Largest VM you backup?


Userlevel 7
Badge +3

Here’s one to find out who has the largest backup in the forums.

 

Currently my largest server I backup is 45.1TB.  

The largest one I had backing up was 115TB.  It took a while but worked fine.  I’ve been working on splitting it up in to multiple file servers to allow more concurrent streams to our backup/tape jobs.

 


45 comments

Userlevel 7
Badge +8

Something around 45 TB.

At this moment it is a 18 TB SAP Server and a 30 TB Exchange Cluster...

Userlevel 7
Badge +8

We have one client VM backing up that is 55TB right now I believe.  It takes a while too for that one. 😂

Userlevel 7
Badge +1

Oh God 😲! 
How many time to backup this one ?

For me the max was around 10TB.

Userlevel 7
Badge +8

Oh God 😲! 
How many time to backup this one ?

For me the max was around 10TB.

Daily… And the SAP logs at least every hour…

Backup is not the big problem after the initial full backup, I am afraid of a complete restore…

I have told the VM owner to split their VMDKs into several VMDKs with at most 1 TB size. So we can restore with several sessions and with one for these big VMs….

Userlevel 7
Badge +3

Wow, nothing as large as that. 5TB is our largest so far

 

Userlevel 7
Badge +3

My largest is about a 120TB file server….which is getting ready to grow as the client is starting to put a lot of 4k video on it.  It’s been rough getting it through error checking backup defrags.  Unfortunately, we don’t have enough space on the repo to setup incremental full’s due to size.  It’s a process…..and we’re still trying to find a better way for it.

Userlevel 7
Badge +3

Oh God 😲! 
How many time to backup this one ?

For me the max was around 10TB.

Daily… And the SAP logs at least every hour…

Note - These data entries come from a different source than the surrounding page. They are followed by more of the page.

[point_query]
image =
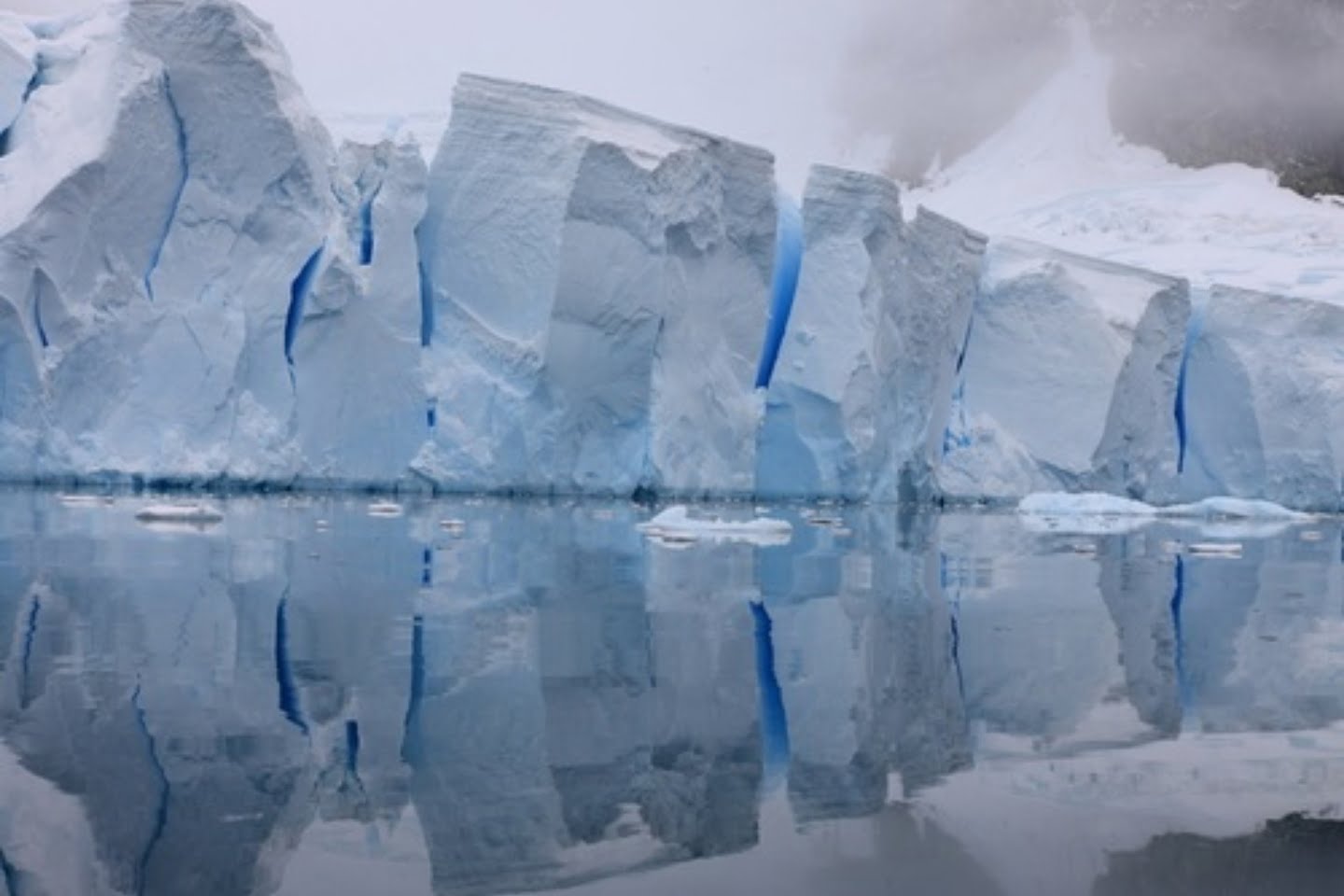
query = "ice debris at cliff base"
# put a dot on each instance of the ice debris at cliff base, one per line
(573, 299)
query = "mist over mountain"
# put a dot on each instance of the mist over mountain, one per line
(1203, 81)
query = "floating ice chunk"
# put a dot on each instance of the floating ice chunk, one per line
(194, 513)
(84, 500)
(677, 525)
(1084, 504)
(1226, 508)
(1096, 512)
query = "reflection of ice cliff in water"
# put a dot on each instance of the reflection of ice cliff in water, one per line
(554, 699)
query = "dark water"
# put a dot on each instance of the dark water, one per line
(480, 697)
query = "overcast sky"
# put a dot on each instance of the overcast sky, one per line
(758, 70)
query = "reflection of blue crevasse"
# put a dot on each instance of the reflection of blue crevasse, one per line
(176, 199)
(775, 724)
(353, 751)
(9, 875)
(30, 633)
(1179, 649)
(412, 727)
(299, 292)
(950, 584)
(164, 791)
(788, 263)
(1193, 332)
(958, 434)
(38, 282)
(427, 306)
(366, 229)
(289, 704)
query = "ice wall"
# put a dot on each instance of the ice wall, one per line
(18, 66)
(1069, 379)
(598, 290)
(1261, 399)
(859, 400)
(196, 287)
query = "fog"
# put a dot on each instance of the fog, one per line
(878, 83)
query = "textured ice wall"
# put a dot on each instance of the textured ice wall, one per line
(598, 292)
(1262, 388)
(1069, 381)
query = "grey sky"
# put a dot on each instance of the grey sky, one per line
(757, 70)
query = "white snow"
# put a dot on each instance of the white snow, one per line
(1058, 175)
(677, 525)
(1069, 379)
(598, 289)
(195, 513)
(18, 49)
(858, 403)
(1097, 512)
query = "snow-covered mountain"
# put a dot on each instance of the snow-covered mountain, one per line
(198, 285)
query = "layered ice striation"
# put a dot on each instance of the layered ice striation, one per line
(1070, 379)
(1267, 422)
(859, 398)
(196, 285)
(598, 290)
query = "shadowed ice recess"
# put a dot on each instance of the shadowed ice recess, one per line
(497, 697)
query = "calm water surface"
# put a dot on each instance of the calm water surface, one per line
(498, 697)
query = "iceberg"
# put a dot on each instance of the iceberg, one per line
(1070, 379)
(151, 231)
(360, 406)
(1267, 425)
(18, 67)
(597, 294)
(859, 399)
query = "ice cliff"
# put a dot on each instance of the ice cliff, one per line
(198, 285)
(595, 301)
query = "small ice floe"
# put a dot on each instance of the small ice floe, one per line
(191, 514)
(1099, 513)
(84, 500)
(823, 519)
(1226, 550)
(677, 525)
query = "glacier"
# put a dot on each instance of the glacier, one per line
(202, 287)
(598, 285)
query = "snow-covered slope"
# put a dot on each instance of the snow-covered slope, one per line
(1059, 175)
(859, 400)
(595, 294)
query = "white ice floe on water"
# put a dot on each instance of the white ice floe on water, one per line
(194, 513)
(677, 525)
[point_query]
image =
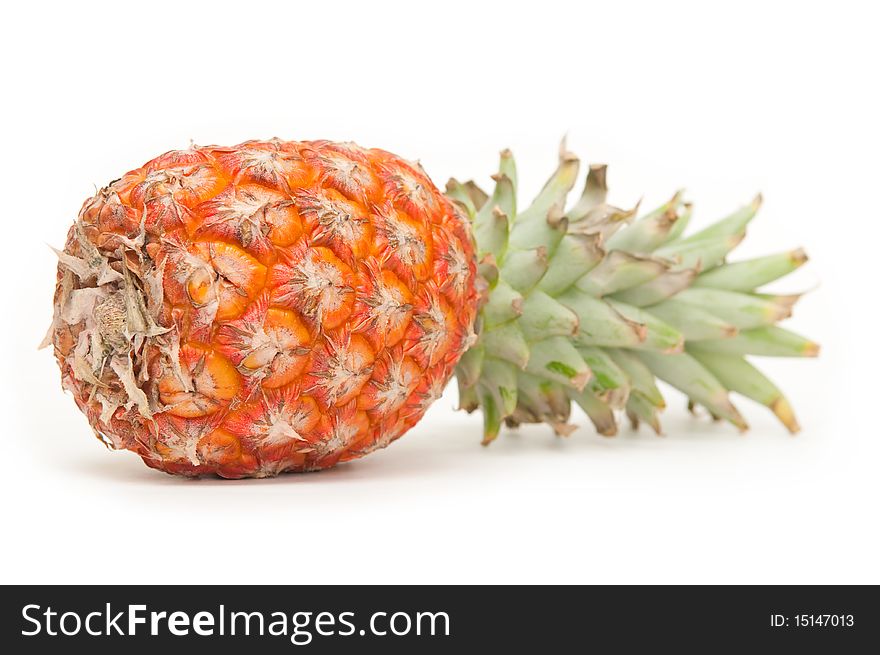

Backup is not the big problem after the initial full backup, I am afraid of a complete restore…

I have told the VM owner to split their VMDKs into several VMDKs with at most 1 TB size. So we can restore with several sessions and with one for these big VMs….

 

I have this issue at work with growth, DFS has been a life saver moving stuff but trying to get other people to keep the VMDK’s down.  Every time I look someone seems to create 25TB+ VMDK files lol.

 

My biggest issue is Tape.   Even with 50 VMDK’s, its still a single VBK file.

 

Due to my many file servers I do weekly to tape as it takes a few days going to 8 drives.  If I were to din incremental they usually fail during that time.  I like having a weekly full incase I lose a tape or something catastrophic happens.

 

I hope in future versions of Veeam there is the ability to split a VBK file into multiple files for tape backup performance using multiple drives. 

 

 

 

 

Userlevel 7
Badge +3

My largest is about a 120TB file server.  It’s been rough getting it through error checking backup defrags.  Unfortunately, we don’t have enough space on the repo to setup incremental full’s due to size.  It’s a process…..and we’re still trying to find a better way for it.

Out of curiosity, how long do the backups and health checks, etc take?

Userlevel 7
Badge +3

Oh God 😲! 
How many time to backup this one ?

For me the max was around 10TB.

the 115TB took a few days to backup originally. the incremental were minimal, but it always made me nervous if I needed to restore.  Portability was bad too if I needed to move to a new repo etc.  

Userlevel 7
Badge +3

Oh God 😲! 
How many time to backup this one ?

For me the max was around 10TB.

Daily… And the SAP logs at least every hour…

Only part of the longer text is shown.